The data shows there is a lot more digging out to do. This week, the average container dwell in Los Angeles is up 26% year on year and up 21% year on year in Long Beach. On a positive note, container dwell time is down 23% in Los Angeles from the peak in the second week of December, with Long Beach down 26% from that high.
East / Gulf Coast ports
It’s not just the Lunar New Year lull that’s helping LA/LB reduce its ship queue. It’s also that more volumes are shifting to the East and Gulf Coast ports instead.
According to John McCown, publisher of the McCown Report, “January was the eighth straight month where overall growth at East/Gulf Coast ports exceeded overall growth at the West Coast ports.” He attributed the trend to “shippers changing routing decisions to avoid the widely reported West Coast congestion.”

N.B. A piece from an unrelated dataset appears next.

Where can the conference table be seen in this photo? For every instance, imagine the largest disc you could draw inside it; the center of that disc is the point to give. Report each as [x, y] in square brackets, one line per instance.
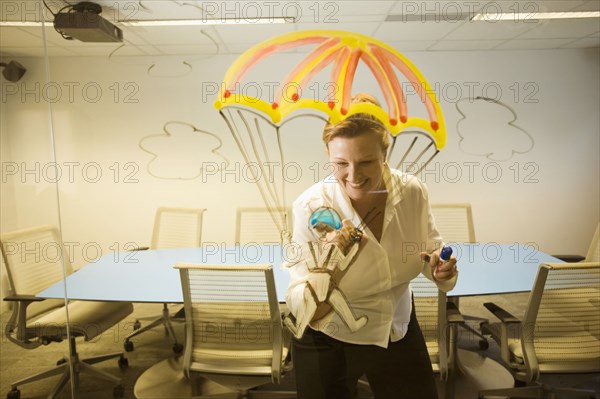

S&P Global Platts reported this week that Asia-East Coast rates are currently being supported “by growing demand as shippers seek to avoid West Coast port congestion.” A freight forwarder source told Platts, “We’ve seen suppliers in China reaching out to their importers in the U.S. with imperatives to get goods out of their warehouses and take those cargoes to the East Coast, which is the only realistic option for many of them right now.”
Sea-Intelligence ran the same analysis of weekly departures for Asia-East Coast ships as it did for West Coast routes. It found that the coming wave of cargo is even bigger in the East Coast than the West Coast.
According to Murphy, “What is alarming is that there is a 60% increase in the number of vessels on the Asia-North America East Coast trade lane in the coming months, as carriers try to circumnavigate port congestion on the West Coast. This will severely increase pressure on the port infrastructure on the East Coast.”
That pressure is already high, particularly in Charleston. On Wednesday, there were 31 container ships anchored offshore, according to ship-positioning data from MarineTraffic. Project44 data shows that average container dwell time in Charleston this week is up 37% year on year.
Hapag-Lloyd reported that ships are waiting between five and nine days for berths in Charleston and “berth windows are not being honored,” with the port “metering in import-heavy ships, with priority given to ships with more exports than imports and that are loading 1,000 TEUs [twenty-foot equivalents] or more of empties.”
Other East and Gulf Coast ports are seeing ship queues lengthen, as well. On Wednesday, there were 13 container ships anchored or loitering off New York/New Jersey, where Hapag-Lloyd said “high berth and terminal utilization are expected to continue into the second quarter.” There were another 13 container ships off Virginia, 12 off Houston and one off Mobile, Alabama, according to MarineTraffic data.
Add it all up and there are 70 ships waiting to get into East/Gulf Coast ports, four more than there are waiting to get into Los Angeles/Long Beach. Over on the West Coast, add in another 10 ships waiting for berths in Oakland and one more off Seattle/Tacoma, and the grand total for the country’s ports rises to 147 — the same countrywide level as in early January, when the LA/LB queue was at its historic peak.